Study One investigated the dynamics of (1) families in which CSA takes place (CSA families), (2) families referred for psychological difficulties (Psychology families) and (3) volunteer families in the general population (normal families). Family members completed questionnaires which addressed aspects of power and control: Family Environment Scale, Final Say Index, Semantic Differential and a Locus of Control in Families Scale specifically designed for this study. Professionals working with the CSA and Psychology families also provided information.

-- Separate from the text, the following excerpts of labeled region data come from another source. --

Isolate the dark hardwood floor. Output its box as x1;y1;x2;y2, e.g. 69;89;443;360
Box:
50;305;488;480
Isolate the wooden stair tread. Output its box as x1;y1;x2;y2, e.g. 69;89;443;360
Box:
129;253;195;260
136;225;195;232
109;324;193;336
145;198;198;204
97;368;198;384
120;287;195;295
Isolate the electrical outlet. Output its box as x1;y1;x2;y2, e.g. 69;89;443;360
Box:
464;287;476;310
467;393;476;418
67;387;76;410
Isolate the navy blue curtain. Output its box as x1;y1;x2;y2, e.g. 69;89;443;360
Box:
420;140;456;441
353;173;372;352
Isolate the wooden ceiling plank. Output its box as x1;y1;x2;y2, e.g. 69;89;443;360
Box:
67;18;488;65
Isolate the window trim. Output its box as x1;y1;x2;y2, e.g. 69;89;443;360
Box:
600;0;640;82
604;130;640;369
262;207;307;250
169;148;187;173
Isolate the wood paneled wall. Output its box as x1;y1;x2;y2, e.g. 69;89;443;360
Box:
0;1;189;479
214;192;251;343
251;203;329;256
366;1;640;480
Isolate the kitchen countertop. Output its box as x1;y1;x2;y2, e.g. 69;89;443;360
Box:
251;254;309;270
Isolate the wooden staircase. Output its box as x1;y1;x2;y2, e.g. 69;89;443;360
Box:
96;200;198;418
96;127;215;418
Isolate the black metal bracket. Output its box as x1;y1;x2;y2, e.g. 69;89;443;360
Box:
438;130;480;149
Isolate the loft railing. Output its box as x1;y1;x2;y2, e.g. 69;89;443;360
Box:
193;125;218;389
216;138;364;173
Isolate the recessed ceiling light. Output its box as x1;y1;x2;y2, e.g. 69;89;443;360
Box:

The results of Study One indicated that CSA families were characterised by poor communication, little cohesion and high use of control. The professionals perceived the perpetrator to have a powerful influence: the families did not. Using discriminant functional analysis it wad possible to discriminate between the CSA fathers and fathers in other families, to a lesser extent the mothers. With regard to the daughters, a "normal"/"not normal" discrimination occurred rather than an obvious distinction between the CSA and Psychology group. Possible explanations for Study One findings were offered and implications discussed.

Study Two involved interviewing social workers and psychologists with regard to their knowledge and attitudes about CSA, with particular reference to power and control, and how they applied theory into practice. Professionals also gave ratings regarding their confidence in these responses. The professionals in Study Two also attributed powerful influence to perpetrators. A lack of clarity in thinking and inconsistency characterised responses. Furthermore no clear differentiation emerged between (1) the two professional groups and (2) professionals who described working as practitioners within different models. Possible explanations for, and implications of, this lack of differentiation were suggested.

A review of the project as a research process highlighted three main issues:

(1) the effect of the research on the families, in particular the issue of informed consent and the finding that the CSA family members responded to the research task in similar ways to their functioning within the family,
(2) the responses of professionals to the research, in particular high levels of resistance, and
(3) the research and the researcher.

Implications and recommendations were proposed and discussed.